Better handling of cancelled/failed redirect logins (PP-3961)

[tdilauro]

Description

Adds cancel-detection and error-recovery to the SAML, OIDC, and Clever auth redirect handlers, preventing infinite redirect loops when a login attempt is cancelled or fails.

When a patron initiates an external auth login, the handler redirects to an identity provider via a hard browser navigation. Previously, returning to the app without completing auth — via browser back, closing a popup, or an IdP-side failure — caused the handler to immediately redirect again, trapping the patron in a loop.

Key changes:

• Auth-failure loop fix: When an IdP redirects back to a protected page with an error parameter, that error is now passed through to the login handler, which displays it as an error message rather than triggering another redirect.
• Browser-back cancel detection: sessionStorage flags track the redirect lifecycle.

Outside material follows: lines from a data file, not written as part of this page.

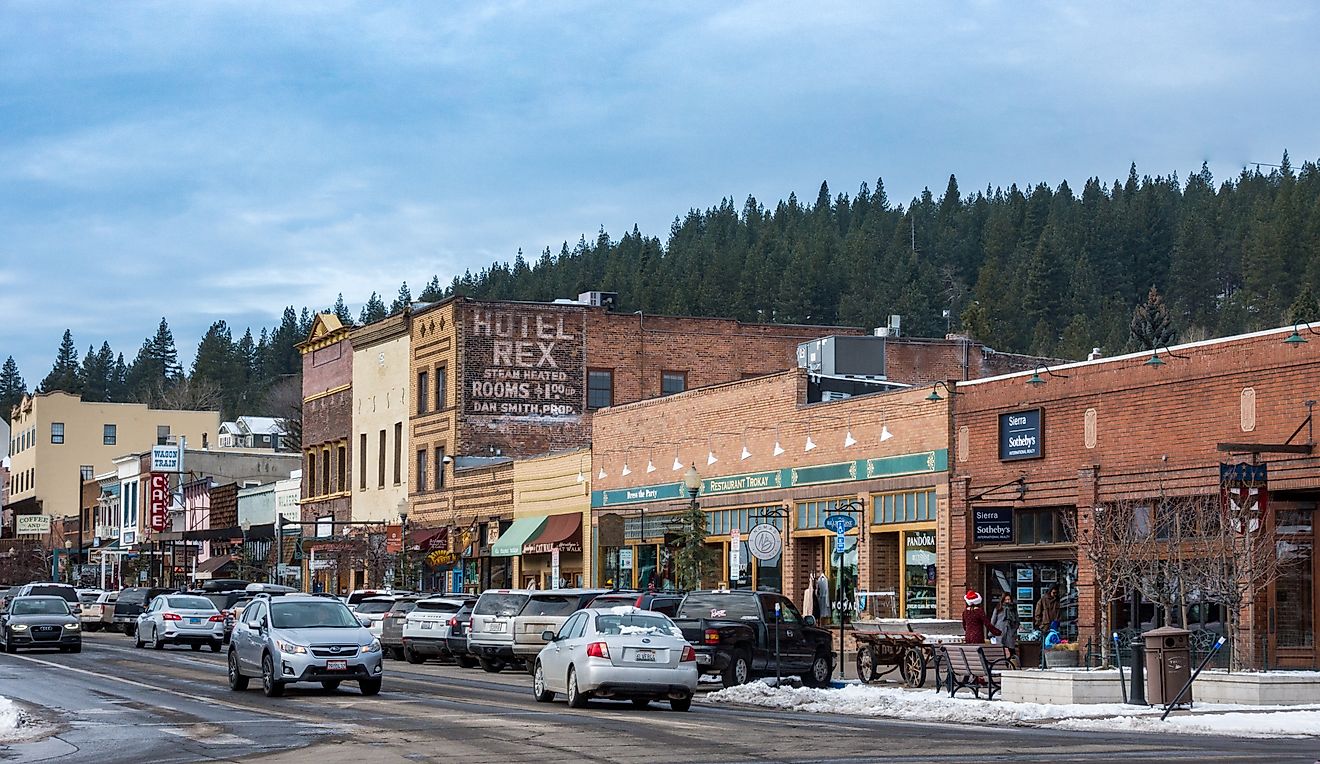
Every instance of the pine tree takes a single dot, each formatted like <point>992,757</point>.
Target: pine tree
<point>374,310</point>
<point>12,388</point>
<point>341,312</point>
<point>1151,326</point>
<point>65,375</point>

When a user returns to the login page without completing auth, the cancelled message ("Login was cancelled.") is shown with a "Try Again" option rather than immediately re-redirecting.
• Intentional re-navigation: When a user on the cancel screen navigates back to the sign-in page (e.g. via the header or the "Try Again" option), the flags are cleared and a fresh redirect proceeds normally.

Special cases:

• Safari bfcache support: Safari restores pages from its back-forward cache without re-running React effects. A special event listener detects this case so that the cancelled message can be displayed correctly.
• Cancel button: A cancel button has been added to allow the user to manually abort and stop the spinner. This is kind of a catch all, but I went down that path because of an issue I ran into with my daily driver ARC Browser:
  • Popup overlay support (ARC browser): ARC's "Little Arc" feature opens external URLs as an in-browser overlay, leaving the main page mounted in spinner state with no standard DOM event to detect closure. An explicit "Cancel" button on the spinner lets the patron manually abort.

Motivation and Context

Users attempting to log in via redirect-based authentication -- SAML, OIDC, or Clever -- who cancelled mid-flow or failed to authenticate could become trapped in an infinite redirect loop without an obvious way out.

[Jira PP-3961]

How Has This Been Tested?

• New unit tests for the improved functionality.
• Manual testing in Firefox, Helium, Safari, and ARC.
• All checks pass locally.
• CI checks pass.

Checklist:

• I have updated the documentation accordingly.
• All new and existing tests passed.